Nvcc seems to generate incorrect code when accessing an int array through a char pointer:
__global__ void mixedaccesskernelok(int *result)
{
int ai[] = { 0x01020304 };
char* ac = (char*)ai;
*result = ac[0] + ac[1] + ac[2] + ac[3];
}
__global__ void mixedaccesskernelbug(int *result)
{
int ai[] = { 0x01020304 };
char* ac = (char*)ai;
int s = 0;
for (int i = 0; i != sizeof(ai); i++)
s += ac[i];
*result = s;
}
mixedaccesskernelok and mixedaccesskernelbug should give the same result “10”. The former does, but the latter returns 0x01020304.

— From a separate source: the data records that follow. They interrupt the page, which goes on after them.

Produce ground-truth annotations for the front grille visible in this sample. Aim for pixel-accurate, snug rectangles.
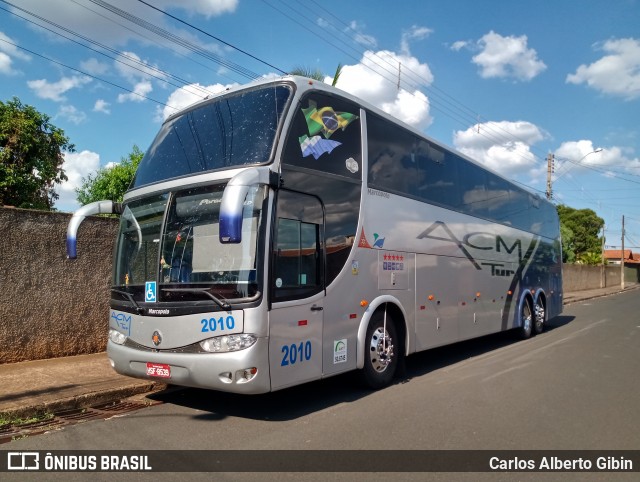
[124,338,205,353]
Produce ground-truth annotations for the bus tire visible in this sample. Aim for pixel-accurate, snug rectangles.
[518,298,534,340]
[533,296,547,335]
[362,311,399,390]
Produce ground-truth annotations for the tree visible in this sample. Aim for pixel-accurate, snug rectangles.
[289,64,342,87]
[560,223,576,263]
[0,97,75,209]
[557,204,604,264]
[76,145,144,206]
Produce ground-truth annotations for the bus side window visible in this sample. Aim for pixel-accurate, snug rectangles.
[272,190,324,301]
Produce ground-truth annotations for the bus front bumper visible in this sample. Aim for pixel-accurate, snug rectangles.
[107,338,271,394]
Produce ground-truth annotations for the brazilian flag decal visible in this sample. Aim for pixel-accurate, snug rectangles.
[302,100,358,139]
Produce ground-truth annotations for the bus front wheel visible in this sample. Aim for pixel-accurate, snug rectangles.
[362,311,399,390]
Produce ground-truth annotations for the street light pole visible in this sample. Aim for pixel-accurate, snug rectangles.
[547,153,555,201]
[547,147,602,201]
[620,214,624,289]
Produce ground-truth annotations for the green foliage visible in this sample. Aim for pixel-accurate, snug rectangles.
[557,204,604,264]
[0,97,75,209]
[578,251,602,266]
[289,64,343,87]
[560,223,576,263]
[76,145,144,206]
[331,64,343,87]
[289,66,325,82]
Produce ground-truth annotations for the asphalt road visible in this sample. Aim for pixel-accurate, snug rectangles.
[2,291,640,480]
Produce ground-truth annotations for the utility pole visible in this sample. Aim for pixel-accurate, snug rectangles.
[620,214,624,289]
[547,153,555,201]
[600,224,607,288]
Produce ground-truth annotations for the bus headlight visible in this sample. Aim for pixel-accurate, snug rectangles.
[109,329,127,345]
[200,333,257,353]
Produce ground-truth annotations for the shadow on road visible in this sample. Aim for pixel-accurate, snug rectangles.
[149,316,575,421]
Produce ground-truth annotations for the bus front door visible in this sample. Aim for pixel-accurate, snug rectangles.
[269,190,325,390]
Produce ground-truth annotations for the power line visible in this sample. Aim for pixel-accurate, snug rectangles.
[89,0,260,80]
[135,0,287,75]
[0,38,177,110]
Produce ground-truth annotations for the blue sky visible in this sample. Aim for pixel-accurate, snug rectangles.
[0,0,640,251]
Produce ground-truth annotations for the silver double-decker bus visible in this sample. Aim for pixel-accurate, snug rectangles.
[67,76,562,394]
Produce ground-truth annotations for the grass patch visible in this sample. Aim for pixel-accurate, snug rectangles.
[0,412,53,428]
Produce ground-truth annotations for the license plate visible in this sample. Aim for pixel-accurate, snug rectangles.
[147,363,171,378]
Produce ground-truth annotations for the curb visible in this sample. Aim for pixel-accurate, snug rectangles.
[0,382,167,420]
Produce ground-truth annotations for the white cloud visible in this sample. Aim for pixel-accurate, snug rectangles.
[157,83,238,121]
[450,40,469,52]
[327,50,433,129]
[472,30,547,81]
[55,150,100,211]
[567,38,640,100]
[118,80,153,103]
[27,75,92,102]
[56,105,87,125]
[453,121,546,179]
[400,25,433,55]
[93,99,111,114]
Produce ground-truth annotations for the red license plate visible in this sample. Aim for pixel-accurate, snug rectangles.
[147,362,171,378]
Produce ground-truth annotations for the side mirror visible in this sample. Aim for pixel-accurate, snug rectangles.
[220,168,270,244]
[67,201,122,259]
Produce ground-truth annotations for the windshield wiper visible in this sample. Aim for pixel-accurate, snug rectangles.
[162,288,231,311]
[111,288,144,315]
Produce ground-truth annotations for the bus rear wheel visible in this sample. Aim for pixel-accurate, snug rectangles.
[518,298,534,340]
[533,297,547,335]
[362,312,398,390]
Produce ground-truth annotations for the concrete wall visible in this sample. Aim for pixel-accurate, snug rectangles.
[562,264,638,293]
[0,207,118,363]
[0,207,639,363]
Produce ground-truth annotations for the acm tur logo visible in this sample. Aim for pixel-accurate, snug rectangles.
[418,221,522,276]
[111,311,131,332]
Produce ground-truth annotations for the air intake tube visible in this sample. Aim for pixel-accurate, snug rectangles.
[220,169,260,244]
[67,201,122,259]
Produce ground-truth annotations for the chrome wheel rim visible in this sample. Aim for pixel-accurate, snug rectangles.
[369,326,393,373]
[522,302,532,332]
[535,302,544,331]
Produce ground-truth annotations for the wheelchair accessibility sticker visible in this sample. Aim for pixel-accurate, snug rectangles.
[144,281,156,303]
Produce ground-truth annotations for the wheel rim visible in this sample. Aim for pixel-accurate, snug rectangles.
[535,301,545,332]
[369,326,393,373]
[522,301,532,332]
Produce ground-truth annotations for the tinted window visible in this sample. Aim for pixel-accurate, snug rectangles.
[367,112,557,237]
[282,92,362,179]
[132,86,290,187]
[419,145,462,209]
[367,114,420,195]
[273,190,324,301]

When looking at the generated PTX code, I see strange operations like “shl.b32 %r4, %r2, -8;”, i.e. shifts by a negative amount. I assume the shifts are required because the loop is unrolled and ai placed in a register.
The output does not change if I prevent the compiler from unrolling the loop with “#pragma unroll 1”, although ai is placed in local memory and I cannot spot an error in the generated PTX code.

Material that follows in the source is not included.